Das Bildungsniveau ist insgesamt gestiegen: Menschen mit Migrationsgeschichte, die mit 4,4 Millionen rund ein Viertel der Bevölkerung in Nordrhein-Westfalen stellen, haben zu 86 Prozent einen Schulabschluss. Mehr als die Hälfte (56 Prozent) haben eine Berufsausbildung abgeschlossen und 16 Prozent studieren.

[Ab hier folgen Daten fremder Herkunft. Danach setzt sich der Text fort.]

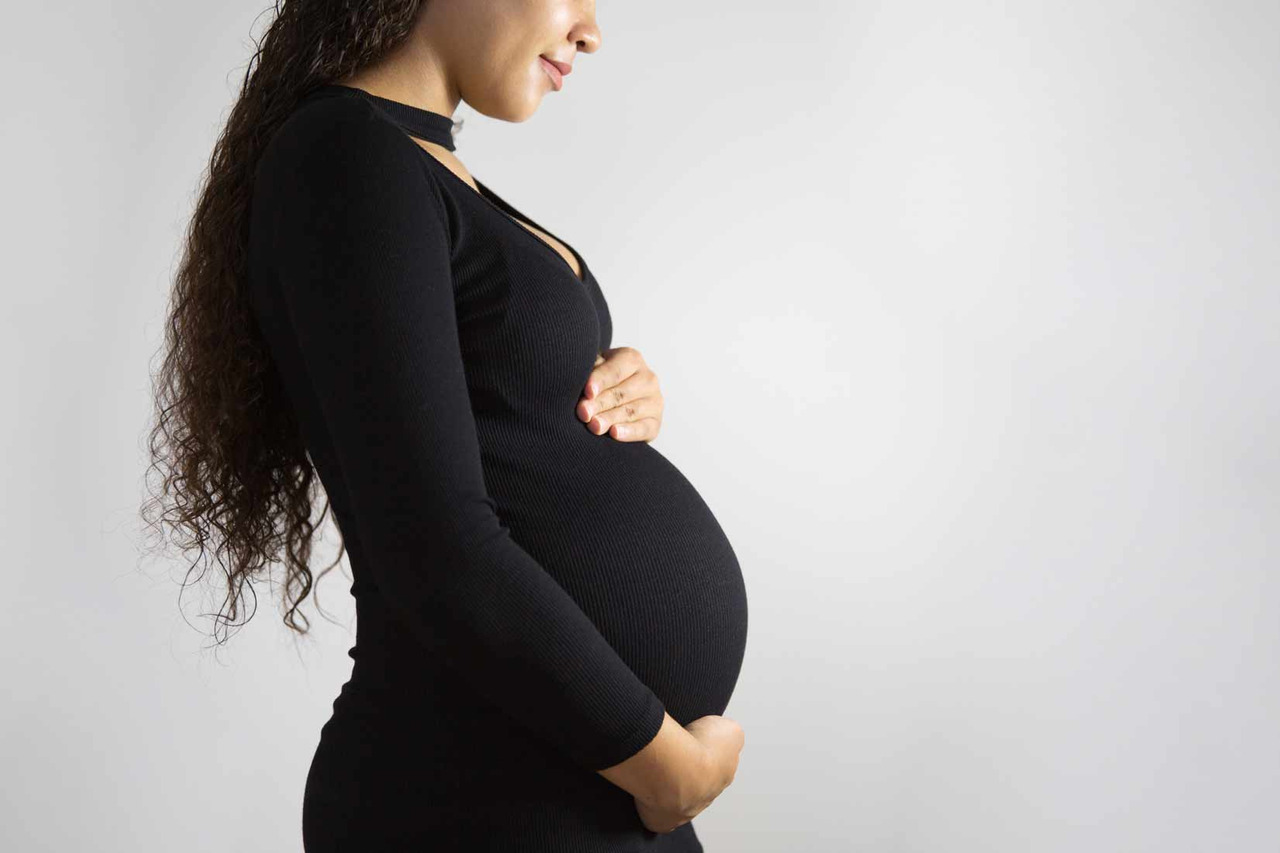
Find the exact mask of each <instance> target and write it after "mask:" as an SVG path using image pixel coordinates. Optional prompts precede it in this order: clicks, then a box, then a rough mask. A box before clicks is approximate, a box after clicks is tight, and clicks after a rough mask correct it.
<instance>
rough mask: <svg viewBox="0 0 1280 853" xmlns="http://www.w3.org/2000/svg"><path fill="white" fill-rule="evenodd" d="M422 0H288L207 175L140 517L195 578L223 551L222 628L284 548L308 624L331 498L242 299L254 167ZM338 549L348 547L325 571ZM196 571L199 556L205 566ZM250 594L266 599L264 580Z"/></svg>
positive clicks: (178, 290)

Dieser – zunächst einmal günstigen – Struktur stehen allerdings auch 44 Prozent Migranten ohne beruflichen Abschluss gegenüber (im Vergleich dazu haben nur rund 12 Prozent der Menschen deutscher Herkunft in NRW keinen beruflichen Abschluss). Die Arbeitslosenquote der Menschen mit ausländischem Pass beträgt aktuell 18,2 Prozent – dem gegenüber liegt sie bei Menschen mit deutschem Pass bei derzeit 6,6 Prozent.

Darüber hinaus können Sprachdefizite oder nicht-anerkannte Ausbildungs- oder Universitätsabschlüssen die erfolgreiche Integration auf den Ausbildungs- und Arbeitsmarkt erschweren. So leben nach Schätzungen über 20.000 arbeitslose Menschen mit Zuwanderungsgeschichte in Deutschland, deren Abschlüsse nicht anerkannt wer-den – ein Fünftel von ihnen mit einem Hochschulabschluss.

Und es gibt nach wie vor Vorurteile gegenüber Menschen mit ausländischem Namen. Sie werden bei Bewerbungsverfahren zu selten nach Ihren vorhandenen Talenten und noch viel zu oft nach pauschal unterstellten Defiziten bewertet.